Discours sur l'état de l'UE : le tout est de vouloir
La présidente de la Commission européenne, Ursula von der Leyen, a tenu son second discours annuel sur l'état de l'Union. Elle a rappelé que la concurrence internationale serait de plus en plus rude et a notamment plaidé la cause d'une Union de la défense. Si certains commentateurs saluent un discours plein d'entrain et d'enthousiasme, d'autres craignent que la Commission soit tributaire du bon vouloir des Etats membres.
L'heure de gloire de VDL
Rzeczpospolita évoque une belle revanche pour la présidente de la Commission :
«L'exécutif européen et surtout sa cheffe sont exposés depuis janvier à de vives critiques et accusés d'être à la traîne des Etats-Unis et du Royaume-Uni. Avec le temps, il s'est avéré que la stratégie de VDL était la bonne. Aujourd'hui, le taux de vaccination est plus élevé qu'aux Etats-Unis, mais l'UE a également vendu ou cédé davantage de doses de vaccins à des pays tiers, et ainsi confirmé son engagement envers une économie ouverte, contrairement aux Etats-Unis. Pas étonnant dès lors que le discours de mercredi ait été l'heure de gloire de la présidente de la Commission.»
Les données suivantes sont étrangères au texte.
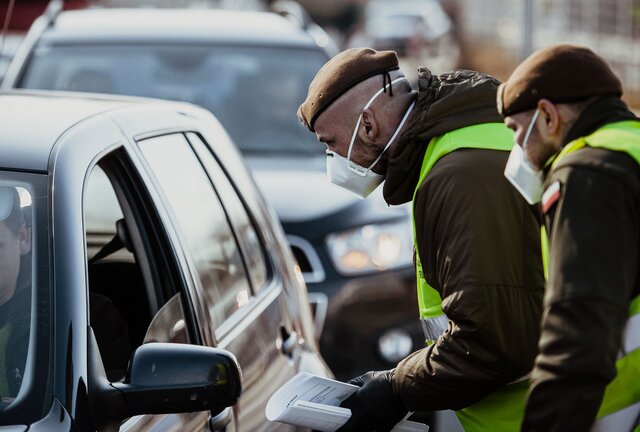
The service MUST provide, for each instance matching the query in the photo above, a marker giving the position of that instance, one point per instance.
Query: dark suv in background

La nouvelle figure de proue d'une Europe en crise
Der Standard retient surtout la force politique qui émane de cette allocution :
«Dorénavant, von der Leyen sera la figure de proue d'une Europe embourbée dans une crise profonde, et qui le sera encore plus quand Angela Merkel aura quitté la scène politique. Les gouvernements s'empêtrent de plus en plus dans les égoïsmes nationaux. Von der Leyen porte le projet commun, non seulement par le biais de programmes, d'investissements gigantesques dans la relance, de la protection du climat et de la croissance. L'élément vraiment nouveau, c'est l'empathie avec laquelle elle s'adresse directement aux citoyens. Aucun chef de la Commission n'avait jamais encouragé la jeunesse avec autant de conviction, d'optimisme et presque d'amour. N'a t-elle pas dit qu'elle 'croyait en cette génération talentueuse et qualifiée' qui se souciait de l'avenir du monde avec tant de probité ?»
Si l'on veut on peut
Les objectifs proclamés ont beau être ambitieux, la faiblesse de l'Europe n'en reste pas moins flagrante, souligne De Volkskrant :
«Les leaders européens aiment les grandes déclarations. Le point sur lequel ils sont moins clair en général, ce sont les moyens pour atteindre ces objectifs. A cet égard, le discours de von der Leyen sur l'état de l'Union a été décevant. ... Comme elle l'a dit elle-même : la faiblesse militaire et diplomatique de l'Europe ne vient pas d'un manque de capacité, mais d'un manque de volonté politique des Etats membres. Ce n'est pas à Bruxelles qu'une armée européenne pourra être fondée. Si elle voit jamais le jour, ce sera sous la pression d'évolutions géopolitiques. Et le moment venu, l'Europe devra être prête. De ce point de vue, von der Leyen a raison.»
Le danger est réel
Helsingin Sanomat juge également que l'absence de volonté politique est le talon d'Achille de l'Europe :
«La défense commune occupe une place importante dans le discours, même si le débat autour d'une Union de la défense n'est pas nouveau. Sous Obama déjà, les dirigeants européens avaient compris que les Etats-Unis se tourneraient davantage vers l'Asie. ... Les Etats membres ont conscience que l'UE devra dorénavant unir ses forces pour contrer les cyberattaques et les menaces hybrides. Il faudra aussi renforcer l'industrie de l'armement. Reste à voir si l'on voudra avoir une armée commune et mener des opération conjointes.»
Un bilan réjouissant
En dépit d'une marge d'action limitée, la Commission s'en tire plutôt bien, estime L'Opinion :
«Priorité à la lutte contre le réchauffement climatique avec le pacte vert ('Green Deal'), succès sur les vaccins et l'endettement commun pour la relance — il n'y a vraiment pas à rougir du bilan de l'année écoulée. Certes, des sujets restent en rade, comme le pacte migratoire, et d'autres à peine effleurés, la défense ou le respect de l'Etat de droit. Mais on assiste progressivement à la naissance d'un espace politique européen, dont on peut se réjouir. … Ursula von der Leyen peine encore à s'imposer à Bruxelles, parce que le véritable pouvoir y est désormais plus 'intergouvernemental' (les Etats membres dans le Conseil européen) que 'communautaire' sous l'égide de la Commission. Est-ce grave ? Pas forcément, tant que ça marche.»